There is a school of thought that claims that the system of wages as we know it today developed as a direct consequence of capitalism's origins in the medieval ages. From medieval serfs and artisans who specialized in trades, wages marked the transition to free enterprise where the workers themselves "supplied" the capitalist labor without the limits imposed by their status.
But I have to disagree. I believe that the concept of wages is rather more ancient than merely a medieval innovation rising together with capitalism from the feudal system. In fact, the idea of a payment given for some act is an image clearly utilized in the bible (cf. Matt 20:8, Luke 10:7, Rom 6:23, etc.). Indeed the parable of the vineyard laborers in the 20th chapter of the gospel of Matthew clearly captures the free labor system of which wages originated, but with a paradoxically twist that often characterizes Christ's parables, paradoxes which will certainly attract the ire of labor unions.
Thus the paradox "So the last will be first, and the first last" may also refer to the confusion of which came first, the medieval system of feudal serfdom or the capitalist system. The insistence that capitalism developed from medieval society is I believe a flawed notion.

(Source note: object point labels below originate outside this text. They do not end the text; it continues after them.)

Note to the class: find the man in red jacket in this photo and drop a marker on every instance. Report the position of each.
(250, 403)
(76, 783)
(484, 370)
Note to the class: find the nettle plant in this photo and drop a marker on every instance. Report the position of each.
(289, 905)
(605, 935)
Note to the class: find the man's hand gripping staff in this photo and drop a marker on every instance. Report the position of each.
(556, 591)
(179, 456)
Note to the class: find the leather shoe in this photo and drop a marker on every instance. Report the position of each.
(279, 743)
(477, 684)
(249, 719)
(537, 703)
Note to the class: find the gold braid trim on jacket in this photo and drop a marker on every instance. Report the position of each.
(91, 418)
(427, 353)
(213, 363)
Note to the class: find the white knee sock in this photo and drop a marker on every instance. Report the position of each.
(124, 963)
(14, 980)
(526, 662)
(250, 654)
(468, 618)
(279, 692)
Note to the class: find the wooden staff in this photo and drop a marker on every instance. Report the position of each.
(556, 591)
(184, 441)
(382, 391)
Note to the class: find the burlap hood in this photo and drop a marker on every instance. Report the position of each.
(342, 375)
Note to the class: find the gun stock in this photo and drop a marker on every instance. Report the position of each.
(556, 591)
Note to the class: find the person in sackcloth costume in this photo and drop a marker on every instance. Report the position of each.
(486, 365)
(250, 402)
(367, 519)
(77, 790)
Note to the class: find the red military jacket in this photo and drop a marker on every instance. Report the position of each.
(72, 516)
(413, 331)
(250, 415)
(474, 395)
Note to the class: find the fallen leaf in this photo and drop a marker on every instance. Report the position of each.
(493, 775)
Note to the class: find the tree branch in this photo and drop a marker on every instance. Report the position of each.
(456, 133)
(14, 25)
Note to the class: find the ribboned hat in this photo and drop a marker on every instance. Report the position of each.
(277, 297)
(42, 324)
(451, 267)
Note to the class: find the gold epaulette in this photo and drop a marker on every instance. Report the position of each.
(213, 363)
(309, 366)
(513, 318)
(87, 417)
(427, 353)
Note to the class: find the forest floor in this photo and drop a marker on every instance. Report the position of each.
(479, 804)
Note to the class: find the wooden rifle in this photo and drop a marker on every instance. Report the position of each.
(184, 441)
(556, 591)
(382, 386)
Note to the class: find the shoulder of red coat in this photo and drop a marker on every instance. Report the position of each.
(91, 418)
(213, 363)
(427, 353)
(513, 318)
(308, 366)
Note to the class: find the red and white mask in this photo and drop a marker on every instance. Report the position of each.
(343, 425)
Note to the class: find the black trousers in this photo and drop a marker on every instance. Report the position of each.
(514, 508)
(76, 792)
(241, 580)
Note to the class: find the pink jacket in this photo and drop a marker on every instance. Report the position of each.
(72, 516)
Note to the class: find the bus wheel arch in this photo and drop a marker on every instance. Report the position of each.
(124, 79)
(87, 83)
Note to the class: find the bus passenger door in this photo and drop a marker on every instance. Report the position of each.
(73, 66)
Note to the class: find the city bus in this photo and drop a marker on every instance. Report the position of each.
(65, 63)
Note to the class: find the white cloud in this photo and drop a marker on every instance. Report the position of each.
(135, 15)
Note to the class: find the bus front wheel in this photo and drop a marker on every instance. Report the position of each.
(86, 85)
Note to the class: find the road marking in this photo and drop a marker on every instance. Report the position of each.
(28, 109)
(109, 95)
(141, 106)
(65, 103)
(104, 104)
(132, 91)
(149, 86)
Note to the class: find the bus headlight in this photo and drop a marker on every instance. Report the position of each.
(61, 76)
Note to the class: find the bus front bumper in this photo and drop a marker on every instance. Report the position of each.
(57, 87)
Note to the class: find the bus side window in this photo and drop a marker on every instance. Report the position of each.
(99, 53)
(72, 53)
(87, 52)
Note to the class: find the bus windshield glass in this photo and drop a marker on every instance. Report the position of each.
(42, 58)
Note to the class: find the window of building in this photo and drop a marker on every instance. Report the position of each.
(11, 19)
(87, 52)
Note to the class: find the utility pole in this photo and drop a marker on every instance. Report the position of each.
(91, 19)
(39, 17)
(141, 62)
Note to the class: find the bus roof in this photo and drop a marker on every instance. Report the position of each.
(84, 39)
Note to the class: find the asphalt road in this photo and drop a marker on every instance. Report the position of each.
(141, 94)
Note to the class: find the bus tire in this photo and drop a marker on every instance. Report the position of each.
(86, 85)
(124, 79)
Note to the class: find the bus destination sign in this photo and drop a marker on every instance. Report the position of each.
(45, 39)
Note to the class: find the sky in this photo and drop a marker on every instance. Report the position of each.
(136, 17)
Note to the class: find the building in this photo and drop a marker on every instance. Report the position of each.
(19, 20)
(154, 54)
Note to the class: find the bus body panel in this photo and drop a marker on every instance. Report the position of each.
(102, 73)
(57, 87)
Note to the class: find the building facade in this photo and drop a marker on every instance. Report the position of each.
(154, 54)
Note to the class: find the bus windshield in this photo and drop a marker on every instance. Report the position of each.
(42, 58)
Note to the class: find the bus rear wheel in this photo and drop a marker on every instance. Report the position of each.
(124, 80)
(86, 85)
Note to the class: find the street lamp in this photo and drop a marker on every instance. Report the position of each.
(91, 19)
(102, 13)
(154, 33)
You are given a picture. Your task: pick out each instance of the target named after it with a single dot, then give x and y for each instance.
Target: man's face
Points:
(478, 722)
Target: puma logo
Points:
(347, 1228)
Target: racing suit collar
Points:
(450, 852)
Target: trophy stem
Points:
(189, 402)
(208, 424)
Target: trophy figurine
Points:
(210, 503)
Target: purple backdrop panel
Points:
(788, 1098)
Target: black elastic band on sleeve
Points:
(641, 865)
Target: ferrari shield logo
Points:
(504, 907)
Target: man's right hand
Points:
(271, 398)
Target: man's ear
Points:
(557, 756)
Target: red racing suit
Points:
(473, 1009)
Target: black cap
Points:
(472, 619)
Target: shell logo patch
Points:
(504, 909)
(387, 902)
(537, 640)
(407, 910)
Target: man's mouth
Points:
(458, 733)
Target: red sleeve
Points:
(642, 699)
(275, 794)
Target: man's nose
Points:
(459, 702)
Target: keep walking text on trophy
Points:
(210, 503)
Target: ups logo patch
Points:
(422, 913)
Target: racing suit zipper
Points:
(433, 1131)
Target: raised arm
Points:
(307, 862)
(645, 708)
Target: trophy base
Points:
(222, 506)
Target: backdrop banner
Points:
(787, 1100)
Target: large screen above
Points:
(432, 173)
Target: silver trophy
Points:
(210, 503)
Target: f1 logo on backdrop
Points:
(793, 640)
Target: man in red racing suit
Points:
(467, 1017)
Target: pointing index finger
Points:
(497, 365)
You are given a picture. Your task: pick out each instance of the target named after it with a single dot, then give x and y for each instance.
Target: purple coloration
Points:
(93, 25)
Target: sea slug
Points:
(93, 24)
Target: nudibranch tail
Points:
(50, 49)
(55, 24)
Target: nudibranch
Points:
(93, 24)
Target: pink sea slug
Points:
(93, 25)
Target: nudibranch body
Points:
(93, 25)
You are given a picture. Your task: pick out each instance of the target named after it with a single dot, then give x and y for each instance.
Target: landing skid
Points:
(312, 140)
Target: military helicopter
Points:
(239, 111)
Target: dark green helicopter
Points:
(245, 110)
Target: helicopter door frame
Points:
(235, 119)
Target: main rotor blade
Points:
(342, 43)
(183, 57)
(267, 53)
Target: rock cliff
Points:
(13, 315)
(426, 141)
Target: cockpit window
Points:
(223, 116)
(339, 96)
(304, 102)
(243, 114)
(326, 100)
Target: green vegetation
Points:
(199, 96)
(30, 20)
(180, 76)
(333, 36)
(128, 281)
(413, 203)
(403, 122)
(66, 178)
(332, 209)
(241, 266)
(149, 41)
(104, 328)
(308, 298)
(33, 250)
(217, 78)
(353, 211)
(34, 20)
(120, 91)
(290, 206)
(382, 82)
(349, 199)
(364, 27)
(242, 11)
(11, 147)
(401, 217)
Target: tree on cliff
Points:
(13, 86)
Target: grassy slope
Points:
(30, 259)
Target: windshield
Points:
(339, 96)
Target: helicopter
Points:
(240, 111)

A careful perusal of the gospel text shows a fairly modern framework of capitalism for we find an interaction between first, an entrepreneur, the vineyard owner, who put together the necessary factors of production, and second, the workers, acting as free agents who supplies the labor for the vineyard owner for a fixed wage. The idea of free agency is further strengthened in the text when it seems to allude to an absence of a prior, formal relationship between the vineyard owner and the workers.
Many theories have been advanced to explain the nature of wages. The first of them was the subsistence theory of wages, also called the "iron law of wages," which maintains that wages cluster around the bare subsistence level of workers. A wage rate much above the subsistence level causes an increase in the number of workers; competition will then lead to a depression of wages back toward the cost of subsistence. Wages that are below subsistence reduce the size of the working population; in that case competition will raise wages, but only up to the subsistence level again.
In the surplus-value theory as propounded by Karl Marx, the value produced by the worker in excess of what is paid in wages is called surplus value. The surplus value, exacted from the worker, constitutes the capitalist's profit. The wage-fund theory is that wages are advanced out of a fixed fund of capital, from which an excess withdrawal, either through legislation or through union pressure, will ultimately reduce the amount available for other workers. Any increase in wages would also have to be taken out of profits, and their reduction would cause a decline in savings, which provide the capital from which the wage fund is derived.
The marginal-productivity theory maintains that employers will only pay a wage that is, at most, equal to the amount of extra value added to the total product by one additional worker.
The bargaining theory modifies the marginal-productivity theory by taking into consideration other factors (e.g., laws and social and political changes) that might affect the determination of wage levels and by acknowledging that certain basic assumptions (equal bargaining power of employer and employee, free competition between the two, and mobility of labor) that characterize the marginal-productivity theory do not hold in our present economic system.